И обернулся Кратуман. И осветил пламенем факела мраморный алтарь и девушку, лежащую в нём.


В эпоху бронзы дети взрослели рано, и за свою короткую жизнь Утах успел повидать немало – дома и на охоте, в походах и битвах… Случалось быть свидетелем того, как выживают пронзённые стрелами и копьями воины, и как умирают могучие мужи от простого ушиба. Видел как женщины, защищая родные дома, обращают в бегство бывалых вояк, и как горстка храбрецов захватывает города… Чего только не случается под небом!
Но теперь юноша стоял лицом к лицу с чудом! С первым настоящим чудом, которое видел в жизни! Это настораживало и пугало!
…А потом Ащух кашлянул и предположил, совсем не в тему:
– Как вы думаете… если мы снимем её украшения… э-э… нам ничего не будет?
Омах заявил:
– Знаете, я человек бывалый… Я вам так скажу – если ты встречаешь что-то необычное, что-то из разряда вон выходящее, да ещё и связанное с колдовством – лучше руками не трогать, а бежать подальше и побыстрее!
– Вот это верно! – согласился Ариджит.
Но никто не побежал. Просто все по-прежнему стояли и смотрели.
Кратуман произнёс:
– Да, конечно… Но, вот, я иногда думаю… Мы столько всяких возможностей упускаем в жизни… Если мы просто уйдём… Не будем ли мы потом сожалеть до конца своих дней, что струсили?
– Струсили, что не решились потревожить покой мертвеца! – хмыкнул Уграх. – Сколько раз мы это делали!
– Как там ты рассказывал?.. – вспомнил Ащух. – Она не живая. Но и не мёртвая. Значит, её покой мы не потревожим.
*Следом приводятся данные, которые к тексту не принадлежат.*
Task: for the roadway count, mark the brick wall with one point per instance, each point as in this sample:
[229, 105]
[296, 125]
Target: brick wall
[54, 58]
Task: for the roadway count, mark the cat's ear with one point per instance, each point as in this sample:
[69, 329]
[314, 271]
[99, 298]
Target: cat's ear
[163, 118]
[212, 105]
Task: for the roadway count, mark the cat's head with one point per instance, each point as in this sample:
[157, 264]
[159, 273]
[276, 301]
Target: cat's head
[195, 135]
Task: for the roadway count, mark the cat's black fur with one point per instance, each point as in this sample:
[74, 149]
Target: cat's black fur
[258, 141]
– Всё не так просто! – возразил Омах. – Я и сам не боюсь обычных могил и обычных мертвецов. Но я остерегаюсь соваться туда, где пахнет магией. Особенно такой сильной! От обычного колдовства у меня есть амулеты и заклинания. А от такого, что сильнее самой смерти… Нет уж, лучше нам убраться отсюда побыстрее! Хватит с нас того, что мы заявились сюда непрошенными гостями! – И вдруг добавил, спохватившись: – Я ведь и не о себе вовсе забочусь, а о княжеском сыне! Я за него отвечаю, как-никак!
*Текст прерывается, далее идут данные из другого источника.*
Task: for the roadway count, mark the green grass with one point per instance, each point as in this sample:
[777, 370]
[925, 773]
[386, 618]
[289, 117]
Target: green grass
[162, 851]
Но Кратуман не согласился.
– Почему «непрошенными»? В жизни ничего просто так не происходит. На всё – воля богов! Мы не случайно заблудились. И не случайно встретили эти развалины. И не случайно Утах свалился в это подземелье! Если бы богам это не было угодно, мы бы здесь не оказались!
Уграх кивнул и подтвердил, что, мол, верно – на всё воля божья! И, ничтоже сумняшеся, потянул диадему с головы девушки.
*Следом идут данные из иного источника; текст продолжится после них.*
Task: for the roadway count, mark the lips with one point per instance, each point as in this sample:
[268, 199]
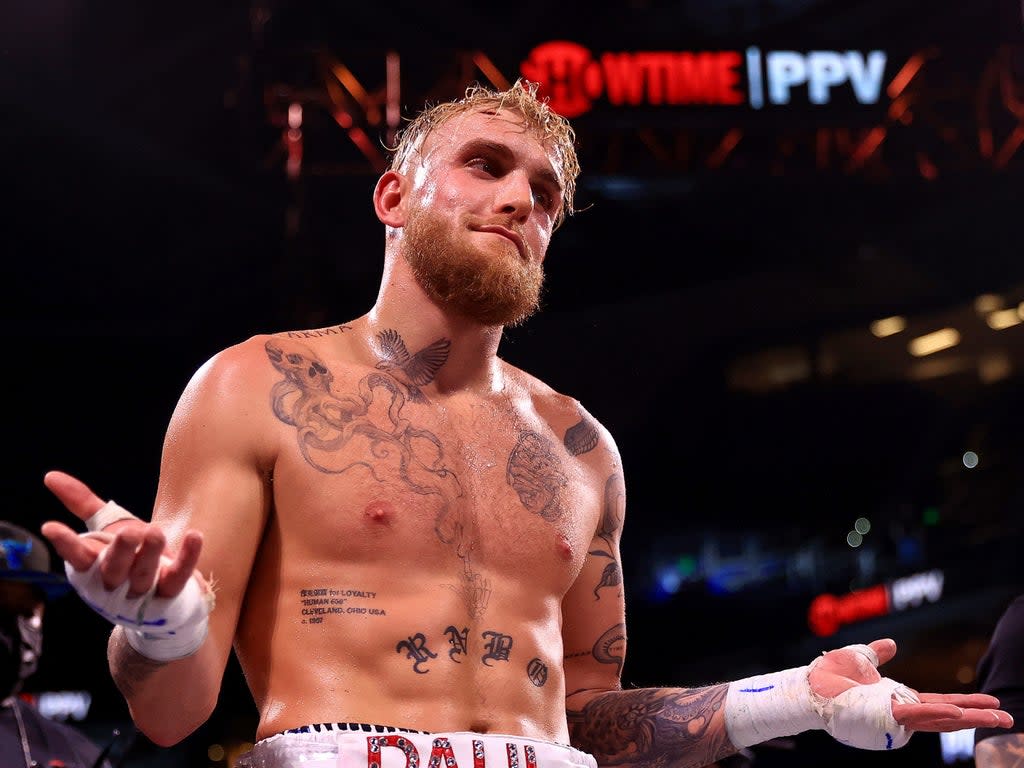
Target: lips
[508, 235]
Молния его не поразила. И мёртвые стражи не вышли из своих ниш, чтобы поразить наглого грабителя… Просто диадема оказалась в руке воина.
Тогда и остальные принялись стаскивать драгоценности с рук и ног девушки. Сначала осторожно, нерешительно. А потом, осмелев – быстро и ловко… Пока ничего ценного не осталось более на погребённой…
А потом Утах произнёс:
– И что нам теперь с ней делать?
Омах пожал плечами.
– Оставим здесь. Крышкой закроем – и пусть себе лежит ещё хоть тыщу лет!
– Нет, лучше возьмём с собой! – усмехнулся Падатах. – Если не начнёт вонять в пути – выставим в Дьюшадрэтахе на всеобщее обозрение!
– А может, ты на ней женишься? – предложил княжичу Ащух. – Приволочёшь к отцу, прислонишь к стенке и скажешь: «Папа… только не падай!.. Это моя невеста!»
Благородные захохотали. Лишь Падатах почему-то не засмеялся. Он промолвил, когда вновь наступила тишина:
– А это мысль...
– Ага! – подтвердил Ариджит.
– Нет, я серьёзно!.. Насчёт невесты…Девчонка-то и впрямь хороша! А вот интересно – внутри она так же хорошо сохранилась, как и снаружи?
Наступила тишина. Внезапно так…
А потом вдруг Утах заметил, что детородный орган Падатаха медленно выпрямлялся, выдавая смысл только что прозвучавшей фразы.
– Вот если бы она взаправду была живой!.. – выдохнул Уграх.
– Смугленькая!.. – Омах сглотнул.
– Красивая!.. – согласился Ащух.
Падатах толкнул идею:
– А пусть Утах подставит нам задницу, а смотреть мы будем на неё!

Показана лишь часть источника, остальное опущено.